The fixation of the state’s police with Maoist literature seems counterproductive when it is so easily available, and articles by writers like Roopesh appear openly in mainstream publications. “The police are making things easy for Maoists,” says KP Shashi, a documentary filmmaker and rights activist. “Random raids, arrests and surveillance will only raise distrust towards the police and weaken movements functioning in a democratic manner. The Maoist movement wants that to happen.”
On their part, Maoists seem to see Kerala as a special case for an armed revolution. One of their pamphlets outlines a strategy that the central leadership of the CPI- Maoist is said to have adopted to launch the struggle in Kerala. Penetrating this southern state, in the party’s analysis, is not as easy as other states because civil society is in active negotiation with the state through political parties, rights activists and the media; and the main hurdle has been identified as ‘friendly ties’ between the police and citizens. The party had called for a weakening of this relationship. Its other ideas include exploiting the dissatisfaction among Muslim youth in the state’s northern districts.

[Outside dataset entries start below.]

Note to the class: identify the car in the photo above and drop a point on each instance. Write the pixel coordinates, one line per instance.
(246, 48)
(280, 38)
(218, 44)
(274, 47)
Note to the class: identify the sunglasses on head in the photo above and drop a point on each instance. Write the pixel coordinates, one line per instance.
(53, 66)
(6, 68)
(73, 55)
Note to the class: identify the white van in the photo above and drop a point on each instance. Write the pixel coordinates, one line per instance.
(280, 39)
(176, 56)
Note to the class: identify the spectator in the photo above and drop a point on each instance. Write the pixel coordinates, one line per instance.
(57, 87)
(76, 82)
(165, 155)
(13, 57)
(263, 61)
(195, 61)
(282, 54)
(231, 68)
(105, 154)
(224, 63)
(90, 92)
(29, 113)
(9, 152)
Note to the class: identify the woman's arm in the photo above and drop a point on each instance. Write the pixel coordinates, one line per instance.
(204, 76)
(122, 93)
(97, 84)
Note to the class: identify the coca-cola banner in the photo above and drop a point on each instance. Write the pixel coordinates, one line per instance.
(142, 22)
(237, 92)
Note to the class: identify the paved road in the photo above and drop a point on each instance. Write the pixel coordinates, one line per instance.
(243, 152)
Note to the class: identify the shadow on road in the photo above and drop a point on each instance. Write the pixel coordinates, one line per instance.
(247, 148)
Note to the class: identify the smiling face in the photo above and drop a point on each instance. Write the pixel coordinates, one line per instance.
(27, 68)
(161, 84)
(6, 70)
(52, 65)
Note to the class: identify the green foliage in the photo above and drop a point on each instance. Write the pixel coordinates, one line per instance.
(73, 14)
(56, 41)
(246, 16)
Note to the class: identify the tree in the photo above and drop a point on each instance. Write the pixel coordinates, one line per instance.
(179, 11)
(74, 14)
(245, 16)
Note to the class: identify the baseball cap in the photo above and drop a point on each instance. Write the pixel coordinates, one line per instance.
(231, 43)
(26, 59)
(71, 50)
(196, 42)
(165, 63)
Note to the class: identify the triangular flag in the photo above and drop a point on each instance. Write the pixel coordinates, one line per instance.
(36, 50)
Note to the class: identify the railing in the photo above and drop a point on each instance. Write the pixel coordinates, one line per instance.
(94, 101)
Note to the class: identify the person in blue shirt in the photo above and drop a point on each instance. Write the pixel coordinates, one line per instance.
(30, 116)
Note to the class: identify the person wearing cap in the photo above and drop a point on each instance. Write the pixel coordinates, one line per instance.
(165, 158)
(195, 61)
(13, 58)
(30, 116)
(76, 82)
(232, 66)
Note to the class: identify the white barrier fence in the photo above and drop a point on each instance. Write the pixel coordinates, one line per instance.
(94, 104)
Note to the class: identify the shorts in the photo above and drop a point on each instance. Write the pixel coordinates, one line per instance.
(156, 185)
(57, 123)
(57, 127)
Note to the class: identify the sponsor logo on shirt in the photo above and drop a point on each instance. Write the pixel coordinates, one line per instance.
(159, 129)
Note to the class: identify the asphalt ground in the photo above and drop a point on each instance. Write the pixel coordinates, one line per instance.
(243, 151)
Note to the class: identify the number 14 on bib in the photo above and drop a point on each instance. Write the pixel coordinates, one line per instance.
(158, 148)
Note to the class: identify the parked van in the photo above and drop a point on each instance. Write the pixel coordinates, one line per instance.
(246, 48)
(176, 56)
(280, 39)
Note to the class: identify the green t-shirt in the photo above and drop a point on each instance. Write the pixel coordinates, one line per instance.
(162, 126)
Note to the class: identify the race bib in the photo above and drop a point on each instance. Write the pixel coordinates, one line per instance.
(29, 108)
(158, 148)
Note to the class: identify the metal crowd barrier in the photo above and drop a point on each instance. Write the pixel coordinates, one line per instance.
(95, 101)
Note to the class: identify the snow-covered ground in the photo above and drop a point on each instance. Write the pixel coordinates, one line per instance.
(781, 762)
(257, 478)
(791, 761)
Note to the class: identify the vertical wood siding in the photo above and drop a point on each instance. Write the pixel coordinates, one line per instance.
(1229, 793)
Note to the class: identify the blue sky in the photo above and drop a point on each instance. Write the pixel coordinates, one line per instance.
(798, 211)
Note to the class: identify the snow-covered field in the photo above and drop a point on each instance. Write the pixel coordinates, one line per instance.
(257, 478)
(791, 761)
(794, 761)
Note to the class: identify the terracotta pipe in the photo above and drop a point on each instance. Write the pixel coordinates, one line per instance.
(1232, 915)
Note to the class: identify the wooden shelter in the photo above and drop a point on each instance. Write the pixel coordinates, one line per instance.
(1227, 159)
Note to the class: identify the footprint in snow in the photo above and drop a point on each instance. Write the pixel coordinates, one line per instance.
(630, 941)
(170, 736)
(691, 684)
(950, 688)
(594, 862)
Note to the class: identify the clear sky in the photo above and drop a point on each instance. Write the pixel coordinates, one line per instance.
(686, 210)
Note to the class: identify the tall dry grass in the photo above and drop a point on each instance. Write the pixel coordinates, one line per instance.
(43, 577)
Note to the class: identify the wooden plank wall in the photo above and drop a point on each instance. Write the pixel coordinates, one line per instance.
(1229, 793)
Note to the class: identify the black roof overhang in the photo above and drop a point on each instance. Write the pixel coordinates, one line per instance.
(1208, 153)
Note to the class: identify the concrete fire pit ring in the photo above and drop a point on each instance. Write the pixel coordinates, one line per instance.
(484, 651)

Maoists also realise that Kerala’s society is media-driven to a large extent. That is why Roopesh writes regularly for Malayalam magazines. A year ago, he wrote an article in Mathrubhumi about the exploitation of Adivasis in Wayanad. And a recent issue of Samakalika Malayalam, a current affairs weekly run by the Indian Express Group, had an open letter by him that addressed the state’s home minister. In response to Thunderbolt, an ongoing anti-Maoist operation by the police, Roopesh argued that militarisation was not the answer to problems being faced by the poorer and weaker sections of the society and that the government cannot and would not succeed in curbing the Maoist movement. He also charged the government with lending a free hand to corporates, finance companies and middlemen to exploit poor people in general and Tribals in particular.